A Tourism Bureau official who ordered two subordinates stationed at Taiwan Taoyuan International Airport to meet his son was yesterday demoted and given a major demerit, and one of the subordinates was also given a major demerit.
The bureau’s Performance Evaluation Committee decided on the punishments after reviewing the Ministry of Transportation and Communications’ investigation into the actions of the official, surnamed Lin (林).
The ministry’s investigation on Monday found that Lin had verbally asked for permission for leave to pick up his son, who was returning from the Philippines on March 20, at the airport, but his request was not recorded in the bureau’s human resources system.
Photo: Hsiao Yu-hsin, Taipei Times
Lin telephoned the Tourist Service Center at the airport and asked staff members stationed there to “have coffee with his son” — a euphemistic way of asking them to meet him — the investigation found.
The two staffers were later identified as a center director surnamed Chang (張) and a junior employee that Chang took with him to meet Lin’s son and have coffee.
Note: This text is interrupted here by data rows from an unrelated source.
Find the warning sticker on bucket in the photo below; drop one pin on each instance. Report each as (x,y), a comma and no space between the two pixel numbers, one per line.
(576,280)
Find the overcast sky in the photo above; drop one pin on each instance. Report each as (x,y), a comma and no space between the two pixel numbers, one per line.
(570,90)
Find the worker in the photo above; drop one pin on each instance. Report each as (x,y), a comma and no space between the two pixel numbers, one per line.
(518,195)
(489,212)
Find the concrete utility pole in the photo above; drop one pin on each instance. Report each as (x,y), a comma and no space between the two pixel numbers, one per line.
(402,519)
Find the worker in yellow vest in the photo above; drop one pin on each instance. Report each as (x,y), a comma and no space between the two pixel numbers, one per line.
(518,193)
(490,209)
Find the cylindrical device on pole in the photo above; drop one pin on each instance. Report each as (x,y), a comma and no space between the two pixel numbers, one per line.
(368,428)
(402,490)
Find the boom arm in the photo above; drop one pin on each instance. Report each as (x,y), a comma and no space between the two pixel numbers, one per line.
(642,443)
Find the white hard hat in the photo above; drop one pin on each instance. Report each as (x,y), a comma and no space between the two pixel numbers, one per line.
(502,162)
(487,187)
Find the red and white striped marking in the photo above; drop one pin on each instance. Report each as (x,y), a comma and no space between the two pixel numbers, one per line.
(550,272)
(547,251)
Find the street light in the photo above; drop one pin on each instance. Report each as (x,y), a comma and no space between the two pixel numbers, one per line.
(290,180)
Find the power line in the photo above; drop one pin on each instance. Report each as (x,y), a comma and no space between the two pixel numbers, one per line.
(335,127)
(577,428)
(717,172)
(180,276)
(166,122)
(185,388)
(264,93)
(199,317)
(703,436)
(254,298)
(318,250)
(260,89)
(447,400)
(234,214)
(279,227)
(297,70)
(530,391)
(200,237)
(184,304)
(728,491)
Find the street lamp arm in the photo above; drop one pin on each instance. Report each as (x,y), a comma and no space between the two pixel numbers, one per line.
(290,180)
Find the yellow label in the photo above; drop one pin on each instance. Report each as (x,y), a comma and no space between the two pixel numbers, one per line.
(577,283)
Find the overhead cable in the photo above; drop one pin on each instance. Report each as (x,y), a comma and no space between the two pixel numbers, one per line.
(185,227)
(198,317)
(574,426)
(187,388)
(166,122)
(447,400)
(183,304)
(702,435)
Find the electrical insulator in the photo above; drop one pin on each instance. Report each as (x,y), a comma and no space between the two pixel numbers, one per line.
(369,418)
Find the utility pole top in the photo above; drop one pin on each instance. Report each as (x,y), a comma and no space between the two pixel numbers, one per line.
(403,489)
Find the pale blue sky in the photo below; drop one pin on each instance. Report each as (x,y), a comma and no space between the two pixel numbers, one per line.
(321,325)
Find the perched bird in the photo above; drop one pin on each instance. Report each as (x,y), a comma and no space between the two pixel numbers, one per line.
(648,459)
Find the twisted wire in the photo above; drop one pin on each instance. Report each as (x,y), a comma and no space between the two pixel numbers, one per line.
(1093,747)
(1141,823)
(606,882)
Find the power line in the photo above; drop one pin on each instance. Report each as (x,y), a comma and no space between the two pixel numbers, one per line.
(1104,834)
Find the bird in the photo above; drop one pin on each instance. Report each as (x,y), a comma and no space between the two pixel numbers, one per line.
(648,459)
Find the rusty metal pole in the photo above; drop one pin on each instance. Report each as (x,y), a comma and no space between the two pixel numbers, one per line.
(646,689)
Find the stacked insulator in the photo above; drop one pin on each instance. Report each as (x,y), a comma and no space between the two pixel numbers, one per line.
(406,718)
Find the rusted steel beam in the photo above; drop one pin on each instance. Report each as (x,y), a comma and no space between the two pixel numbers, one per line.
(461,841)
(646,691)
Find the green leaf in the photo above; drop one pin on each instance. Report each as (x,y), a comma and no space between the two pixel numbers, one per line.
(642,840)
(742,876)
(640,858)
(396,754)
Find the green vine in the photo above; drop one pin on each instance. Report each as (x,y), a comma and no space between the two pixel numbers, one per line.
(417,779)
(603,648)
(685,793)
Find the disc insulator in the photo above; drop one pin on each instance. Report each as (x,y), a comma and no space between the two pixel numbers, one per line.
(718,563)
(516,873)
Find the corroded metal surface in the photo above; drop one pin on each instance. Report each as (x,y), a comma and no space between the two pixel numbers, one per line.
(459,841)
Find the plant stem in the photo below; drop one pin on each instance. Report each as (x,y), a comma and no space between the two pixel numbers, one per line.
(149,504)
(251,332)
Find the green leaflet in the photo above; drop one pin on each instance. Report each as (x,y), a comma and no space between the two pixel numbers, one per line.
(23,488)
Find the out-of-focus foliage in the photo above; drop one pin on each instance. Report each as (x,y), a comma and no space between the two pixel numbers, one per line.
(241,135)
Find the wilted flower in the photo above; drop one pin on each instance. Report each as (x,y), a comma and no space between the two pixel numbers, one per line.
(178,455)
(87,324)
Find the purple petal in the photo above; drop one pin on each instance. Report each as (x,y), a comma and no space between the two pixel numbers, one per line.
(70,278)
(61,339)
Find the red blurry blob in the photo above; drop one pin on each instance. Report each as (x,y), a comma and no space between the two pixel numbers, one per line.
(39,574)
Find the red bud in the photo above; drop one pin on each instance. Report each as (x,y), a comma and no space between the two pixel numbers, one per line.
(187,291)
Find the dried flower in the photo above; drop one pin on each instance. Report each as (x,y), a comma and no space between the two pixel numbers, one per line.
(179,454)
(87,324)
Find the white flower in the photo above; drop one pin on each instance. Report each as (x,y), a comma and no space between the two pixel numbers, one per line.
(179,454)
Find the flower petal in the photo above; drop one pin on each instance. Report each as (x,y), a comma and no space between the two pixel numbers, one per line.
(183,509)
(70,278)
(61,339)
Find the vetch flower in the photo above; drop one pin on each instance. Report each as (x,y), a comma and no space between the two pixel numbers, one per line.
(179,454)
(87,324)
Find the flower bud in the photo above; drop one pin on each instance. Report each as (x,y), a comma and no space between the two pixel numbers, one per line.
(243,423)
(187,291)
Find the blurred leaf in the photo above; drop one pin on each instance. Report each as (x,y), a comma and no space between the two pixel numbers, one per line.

Lin’s son and the lower ranking employee tested positive for COVID-19 on Saturday, and were identified by Central Epidemic Command Center (CECC) as Case No. 277 and Case No. 269 respectively.
The employee’s five-year-old son was on Monday confirmed to have contracted COVID-19, making him Case No. 299.
Lin was punished for failing to follow procedure in requesting leave and for contravening the nation’s disease prevention policies by asking subordinates to meet with someone who had just returned from abroad, while Chang was penalized for contravening disease-prevention policies and abusing his authority to access the airport’s restricted area.
Less than an hour after the committee announced its decision, Minister of Transportation and Communications Lin Chia-lung (林佳龍) wrote on Facebook that he had decided on Monday to remove the official from the office, demote him and give him a major demerit as he should bear the brunt of the blame.
“It was heartbreaking to know that a five-year-old child contracted the virus because of a Tourism Bureau official’s negligence,” the minister wrote.
The airport is the first line of defense to prevent the spread of disease, the minister said.
Chang should not have been attending to the needs of his supervisor’s son, and his action led to the infection of another employee and his five-year-old child, the minister said.
“We have tracked the whereabouts last week of the bureau official and disinfected the places that he had visited. All Tourism Bureau employees have now been asked to wear masks to work and been moved to work in different offices to avoid cluster infections,” he said.